Kopi TIMES

Prinsip Utama Etika Politik Dalam Prespektif Agama Islam

Selasa, 31 Oktober 2023 - 12:37 | 42.05k
Muhammad Nafis S.H,. M.H, Dosen Program Studi Hukum Keluarga Islam, Fakultas Agama Islam (FAI), Universitas Islam Malang (UNISMA).
Muhammad Nafis S.H,. M.H, Dosen Program Studi Hukum Keluarga Islam, Fakultas Agama Islam (FAI), Universitas Islam Malang (UNISMA).

TIMESINDONESIA, MALANG – Aspek politik adalah salah satu mekanisme penting yang juga turut diatur oleh Islam dengan cara yang tidak formal-spesifik. Misalnya dalam islam tidak mengatur hal-hal terkait bentuk negara, pembagian kekuasaan, batas wewenang, dan sistem pemilihan kepala negara. Namun bukan berarti jika Islam tidak mengatur aspek politik secara formal maka ia dianggap sebagai hal yang superfisial dan tidak penting.

Sebaliknya, Islam juga sangat memerhatikan aspek politik bukan dari aturan formal, melainkan dari aturan nonformal berupa nilai-nilai universal yang terdapat dalam ayat-ayat Alquran dan Hadis. Hal tersebut ada karena permasalahan politik adalah satu di antara urusan-urusan keduniaan (al-umūr al-dunyawiyyah) yang secara tidak langsung aturannya diserahkan kepada manusia sendiri, sebab berdasarkan hadis Nabi Muhammad, manusialah yang lebih tahu tentang urusan-urusan keduniaan mereka.

Advertisement

Kebebasan manusia untuk merumuskan aturan mengenai urusan-urusan perpolitikan dapat dilihat sebagai bentuk pemuliaan sekaligus tugas manusia sebagai khalifah dimuka bumi untuk bisa bermanfaat bagi manusia lainnya. Dikatakan pemuliaan, sebab jika sistem politik akan diatur secara statis dan eksklusif maka akan memberatkan manusia untuk menjalaninya, sedangkan mereka memiliki situasi dan kondisi yang terus berubah-ubah dan memerlukan aturan partikular yang juga berubah-ubah.

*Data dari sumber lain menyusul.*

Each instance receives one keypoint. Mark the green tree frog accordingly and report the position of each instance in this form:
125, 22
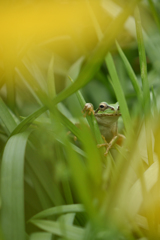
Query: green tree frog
107, 118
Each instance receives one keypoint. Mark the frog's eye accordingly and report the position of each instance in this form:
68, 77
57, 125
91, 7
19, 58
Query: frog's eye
101, 106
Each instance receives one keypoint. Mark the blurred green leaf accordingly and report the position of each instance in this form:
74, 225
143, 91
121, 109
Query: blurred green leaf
6, 117
119, 93
60, 210
58, 228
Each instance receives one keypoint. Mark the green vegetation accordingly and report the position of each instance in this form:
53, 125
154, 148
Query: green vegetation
55, 183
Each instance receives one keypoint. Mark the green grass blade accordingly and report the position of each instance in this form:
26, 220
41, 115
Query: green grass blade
119, 93
22, 126
44, 177
12, 187
50, 79
58, 228
130, 73
142, 58
72, 208
145, 84
7, 117
95, 60
154, 13
41, 236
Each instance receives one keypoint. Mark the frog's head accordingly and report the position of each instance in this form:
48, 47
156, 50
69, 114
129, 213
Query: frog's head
107, 114
108, 109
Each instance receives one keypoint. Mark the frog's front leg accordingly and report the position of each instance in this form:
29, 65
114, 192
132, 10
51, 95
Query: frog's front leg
116, 139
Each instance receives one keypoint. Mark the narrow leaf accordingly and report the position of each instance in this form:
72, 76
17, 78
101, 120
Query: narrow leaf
12, 187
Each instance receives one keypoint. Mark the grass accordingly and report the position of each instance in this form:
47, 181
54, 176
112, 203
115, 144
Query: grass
55, 182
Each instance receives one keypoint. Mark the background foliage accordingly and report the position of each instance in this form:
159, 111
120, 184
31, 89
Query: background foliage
55, 182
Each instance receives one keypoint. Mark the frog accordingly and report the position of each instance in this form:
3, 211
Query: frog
107, 116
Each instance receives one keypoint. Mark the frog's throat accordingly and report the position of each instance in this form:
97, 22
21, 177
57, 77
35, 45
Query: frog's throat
108, 114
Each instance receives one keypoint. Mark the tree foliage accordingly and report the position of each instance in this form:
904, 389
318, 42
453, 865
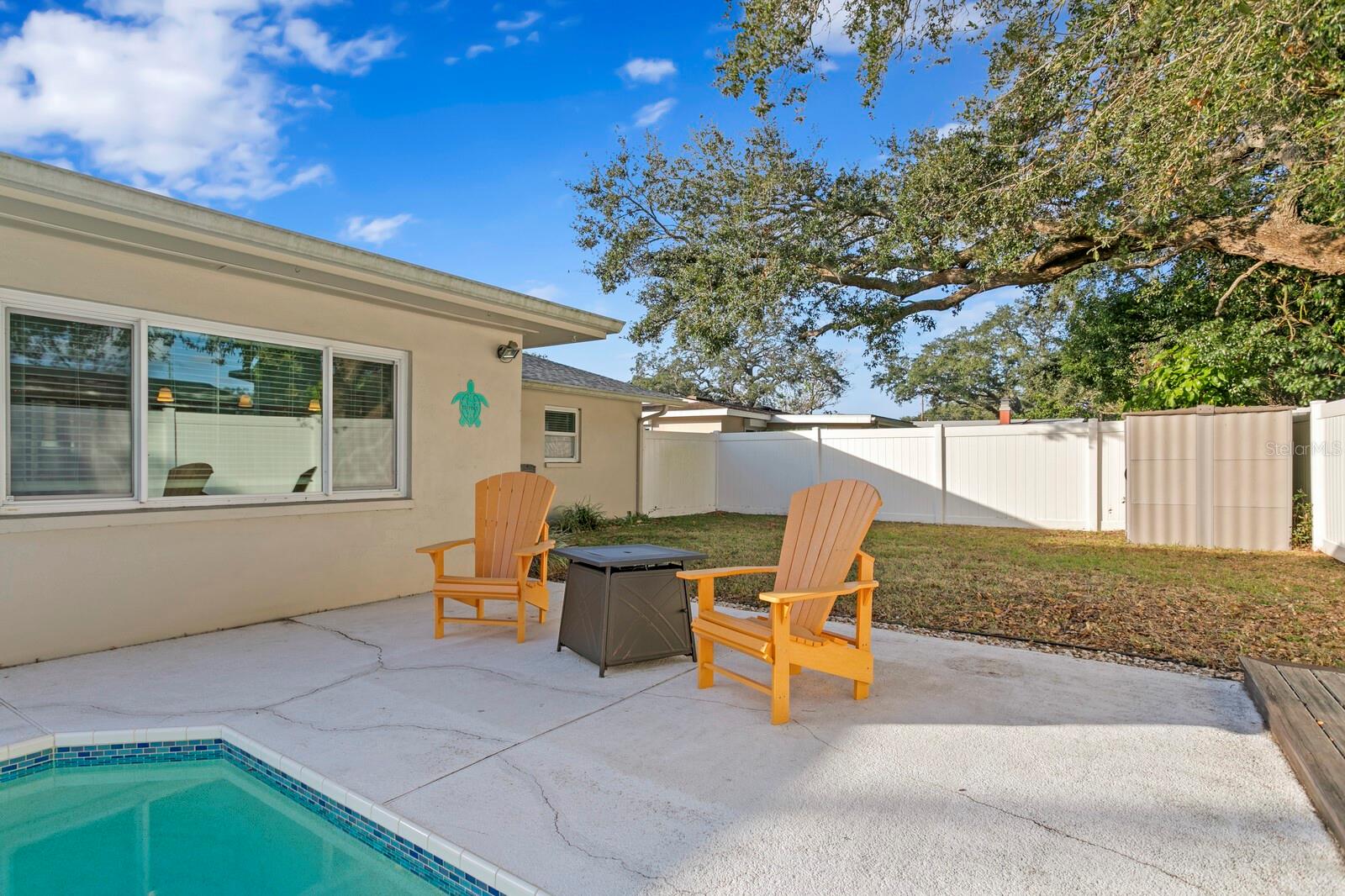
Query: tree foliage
1015, 353
1118, 134
1207, 329
763, 367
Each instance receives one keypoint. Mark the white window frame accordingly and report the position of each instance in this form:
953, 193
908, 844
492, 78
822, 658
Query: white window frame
578, 430
140, 322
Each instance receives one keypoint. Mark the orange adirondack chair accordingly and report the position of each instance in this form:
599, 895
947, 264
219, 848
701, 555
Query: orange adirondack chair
822, 537
510, 532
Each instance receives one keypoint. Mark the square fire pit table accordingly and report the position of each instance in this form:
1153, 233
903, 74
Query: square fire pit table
625, 604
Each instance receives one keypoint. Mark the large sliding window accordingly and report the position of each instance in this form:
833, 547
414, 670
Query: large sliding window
107, 409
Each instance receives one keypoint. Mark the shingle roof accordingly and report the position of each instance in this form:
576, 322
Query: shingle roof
544, 370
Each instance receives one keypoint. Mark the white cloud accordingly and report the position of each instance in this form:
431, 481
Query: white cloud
646, 116
342, 57
541, 289
525, 20
175, 96
373, 230
647, 71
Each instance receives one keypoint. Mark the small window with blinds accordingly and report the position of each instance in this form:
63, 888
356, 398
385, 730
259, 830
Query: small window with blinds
562, 435
363, 424
69, 408
232, 416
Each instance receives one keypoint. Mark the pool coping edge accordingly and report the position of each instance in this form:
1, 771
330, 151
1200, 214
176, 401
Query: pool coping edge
393, 822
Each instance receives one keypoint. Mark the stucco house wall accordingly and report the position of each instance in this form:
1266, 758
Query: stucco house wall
607, 472
80, 582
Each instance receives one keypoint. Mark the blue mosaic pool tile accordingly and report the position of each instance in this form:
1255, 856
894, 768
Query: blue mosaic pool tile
156, 751
401, 851
18, 767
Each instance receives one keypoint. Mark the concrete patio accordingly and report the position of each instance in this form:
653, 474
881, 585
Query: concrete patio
972, 768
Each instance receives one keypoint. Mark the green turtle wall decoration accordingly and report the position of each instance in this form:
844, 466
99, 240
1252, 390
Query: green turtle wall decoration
470, 403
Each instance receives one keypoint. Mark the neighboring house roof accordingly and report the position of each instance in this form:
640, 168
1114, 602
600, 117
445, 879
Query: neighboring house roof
1015, 421
693, 409
551, 374
71, 205
837, 420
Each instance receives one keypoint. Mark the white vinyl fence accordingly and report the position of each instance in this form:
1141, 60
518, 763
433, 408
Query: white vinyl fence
1032, 475
1327, 444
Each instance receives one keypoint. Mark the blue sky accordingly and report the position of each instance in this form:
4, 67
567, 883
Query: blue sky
440, 132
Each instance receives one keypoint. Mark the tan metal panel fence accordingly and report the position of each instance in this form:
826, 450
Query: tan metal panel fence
1210, 477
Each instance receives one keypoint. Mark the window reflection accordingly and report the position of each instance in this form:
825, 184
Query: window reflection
232, 416
363, 425
69, 408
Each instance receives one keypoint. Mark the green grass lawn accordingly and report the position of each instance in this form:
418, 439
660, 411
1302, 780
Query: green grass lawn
1087, 589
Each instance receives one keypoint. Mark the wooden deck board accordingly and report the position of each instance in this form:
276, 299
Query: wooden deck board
1306, 717
1335, 683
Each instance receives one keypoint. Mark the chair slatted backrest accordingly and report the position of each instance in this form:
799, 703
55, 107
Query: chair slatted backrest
510, 513
824, 533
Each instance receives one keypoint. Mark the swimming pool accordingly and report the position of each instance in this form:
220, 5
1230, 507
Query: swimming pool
206, 814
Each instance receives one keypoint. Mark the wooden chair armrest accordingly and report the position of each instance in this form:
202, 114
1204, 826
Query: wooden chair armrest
697, 575
444, 546
793, 596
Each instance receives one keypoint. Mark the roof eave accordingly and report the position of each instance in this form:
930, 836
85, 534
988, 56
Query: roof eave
38, 195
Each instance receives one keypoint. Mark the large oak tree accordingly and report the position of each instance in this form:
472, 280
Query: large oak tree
1110, 132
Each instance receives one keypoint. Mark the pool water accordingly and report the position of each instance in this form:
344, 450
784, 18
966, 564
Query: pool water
177, 829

INFORMASI SEPUTAR UNISMA DAPAT MENGUNJUNGI www.unisma.ac.id

Selanjutnya, etika politik Islam mencakup nilai-nilai universal yang termaktub baik secara eksplisit maupun implisit dalam Alquran dan Hadis, mulai dari nilai keberanian mengemukakan kebenaran, kemudian kesabaran dalam mengakui kesalahan, hingga toleransi dalam menghadapi perbedaan pendapat dan gagasan. Semua nilai-nilai tersebut merupakan bagian penting serta aspek lebih luas dari suatu prinsip utama Amar Makruf Nahi Munkar. Dalam prinsip ini setiap masyarakat dalam suatu negara akan berhubungan dengan aktif dan mutual, saling memberikan masukan demi kemaslahatan bersama.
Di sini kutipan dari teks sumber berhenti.